In view of the overwhelming evidence demonstrating petitioner's propensity for future violence while incarcerated, the horrific details of petitioner's offense, and extraordinarily weak mitigating evidence presented by petitioner at trial, the admission of evidence showing petitioner's professed desire for future gang membership and the prosecution's fleeting references to same during closing argument were but a pair of droplets of water in an ocean of aggravating evidence presented by the prosecution. Neither of those events played any crucial, critical, or highly significant factor in the outcome of petitioner's capital trial. The heinous details of petitioner's crimes and petitioner's complete refusal to personally express any genuine remorse or sincere contrition for his capital offense virtually dictated the jury's answers to the petitioner's capital sentencing special issues. Reasonable jurists could not disagree with regard to the foregoing conclusions. Therefore, petitioner is not entitled to a CoA with regard to any of his claims for relief herein.

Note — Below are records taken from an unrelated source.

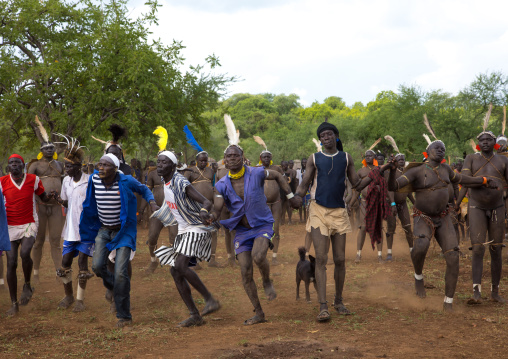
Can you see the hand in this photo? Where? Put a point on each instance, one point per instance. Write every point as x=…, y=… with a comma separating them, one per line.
x=296, y=201
x=154, y=206
x=493, y=184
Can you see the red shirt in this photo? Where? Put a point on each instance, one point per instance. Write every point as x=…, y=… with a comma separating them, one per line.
x=20, y=201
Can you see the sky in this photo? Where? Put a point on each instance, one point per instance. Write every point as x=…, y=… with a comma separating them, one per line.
x=348, y=48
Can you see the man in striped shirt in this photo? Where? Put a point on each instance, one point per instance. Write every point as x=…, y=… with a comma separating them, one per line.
x=109, y=218
x=189, y=208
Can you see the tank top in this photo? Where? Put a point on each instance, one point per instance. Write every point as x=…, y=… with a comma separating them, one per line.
x=329, y=185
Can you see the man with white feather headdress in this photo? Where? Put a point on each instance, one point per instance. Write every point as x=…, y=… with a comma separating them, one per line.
x=201, y=177
x=431, y=182
x=272, y=193
x=109, y=219
x=188, y=208
x=50, y=214
x=73, y=194
x=486, y=210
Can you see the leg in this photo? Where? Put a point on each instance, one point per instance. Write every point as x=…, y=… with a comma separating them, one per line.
x=39, y=239
x=154, y=228
x=321, y=246
x=27, y=264
x=339, y=274
x=12, y=280
x=447, y=239
x=213, y=262
x=245, y=261
x=405, y=221
x=276, y=212
x=122, y=286
x=496, y=234
x=55, y=226
x=478, y=229
x=360, y=238
x=66, y=274
x=423, y=234
x=100, y=258
x=83, y=277
x=259, y=250
x=391, y=225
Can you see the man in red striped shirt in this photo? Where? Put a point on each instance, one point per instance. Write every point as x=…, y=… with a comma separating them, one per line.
x=18, y=189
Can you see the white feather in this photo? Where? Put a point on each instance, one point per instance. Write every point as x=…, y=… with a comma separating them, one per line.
x=233, y=134
x=318, y=145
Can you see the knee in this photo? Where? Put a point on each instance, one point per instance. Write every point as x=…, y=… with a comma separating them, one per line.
x=478, y=250
x=321, y=259
x=452, y=258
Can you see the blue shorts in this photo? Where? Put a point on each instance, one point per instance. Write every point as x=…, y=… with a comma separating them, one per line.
x=76, y=247
x=244, y=238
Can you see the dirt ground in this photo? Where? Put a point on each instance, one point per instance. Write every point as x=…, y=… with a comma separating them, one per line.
x=389, y=321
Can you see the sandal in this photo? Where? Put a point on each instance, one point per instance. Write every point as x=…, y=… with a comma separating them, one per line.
x=212, y=306
x=323, y=316
x=255, y=320
x=193, y=321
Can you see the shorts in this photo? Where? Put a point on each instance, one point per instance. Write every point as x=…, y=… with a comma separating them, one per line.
x=329, y=221
x=244, y=237
x=77, y=246
x=196, y=246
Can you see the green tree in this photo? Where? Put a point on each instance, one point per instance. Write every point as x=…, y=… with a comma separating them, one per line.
x=81, y=66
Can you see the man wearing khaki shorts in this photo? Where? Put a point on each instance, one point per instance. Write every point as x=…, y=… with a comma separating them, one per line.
x=328, y=219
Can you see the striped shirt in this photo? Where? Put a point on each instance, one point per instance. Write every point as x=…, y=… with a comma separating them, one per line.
x=108, y=202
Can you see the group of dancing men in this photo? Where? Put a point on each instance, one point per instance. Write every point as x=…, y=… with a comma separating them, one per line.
x=99, y=208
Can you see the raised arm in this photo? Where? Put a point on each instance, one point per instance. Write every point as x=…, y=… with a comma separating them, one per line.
x=307, y=177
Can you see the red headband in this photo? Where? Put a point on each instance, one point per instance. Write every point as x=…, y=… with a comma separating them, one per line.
x=17, y=156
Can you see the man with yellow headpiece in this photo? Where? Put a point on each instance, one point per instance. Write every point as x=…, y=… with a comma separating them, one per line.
x=50, y=171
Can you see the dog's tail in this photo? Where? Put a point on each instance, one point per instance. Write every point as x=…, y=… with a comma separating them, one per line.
x=301, y=252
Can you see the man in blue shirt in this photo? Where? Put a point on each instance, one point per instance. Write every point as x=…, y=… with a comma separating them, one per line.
x=242, y=191
x=109, y=218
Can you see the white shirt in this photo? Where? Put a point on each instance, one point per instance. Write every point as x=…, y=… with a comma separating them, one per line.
x=183, y=226
x=75, y=194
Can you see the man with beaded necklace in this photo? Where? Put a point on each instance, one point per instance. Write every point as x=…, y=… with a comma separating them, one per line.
x=242, y=191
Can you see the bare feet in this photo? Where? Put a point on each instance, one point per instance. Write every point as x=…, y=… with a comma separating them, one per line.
x=79, y=306
x=66, y=302
x=269, y=291
x=109, y=295
x=420, y=288
x=193, y=321
x=448, y=307
x=257, y=319
x=495, y=297
x=476, y=298
x=151, y=268
x=213, y=263
x=26, y=295
x=13, y=311
x=211, y=306
x=123, y=323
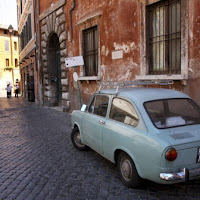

Accordingly, it is hereby ORDERED that: 1. All relief requested in petitioner's pleadings herein FN50 is DENIED. FN50. Docket entry nos. 6 & 16. 2. Petitioner is DENIED a Certificate of Appealability on all of his claims for relief herein. 3. All other pending motions are DISMISSED AS MOOT. 4. The Clerk shall prepare and enter a Judgment in conformity with this Memorandum Opinion and Order.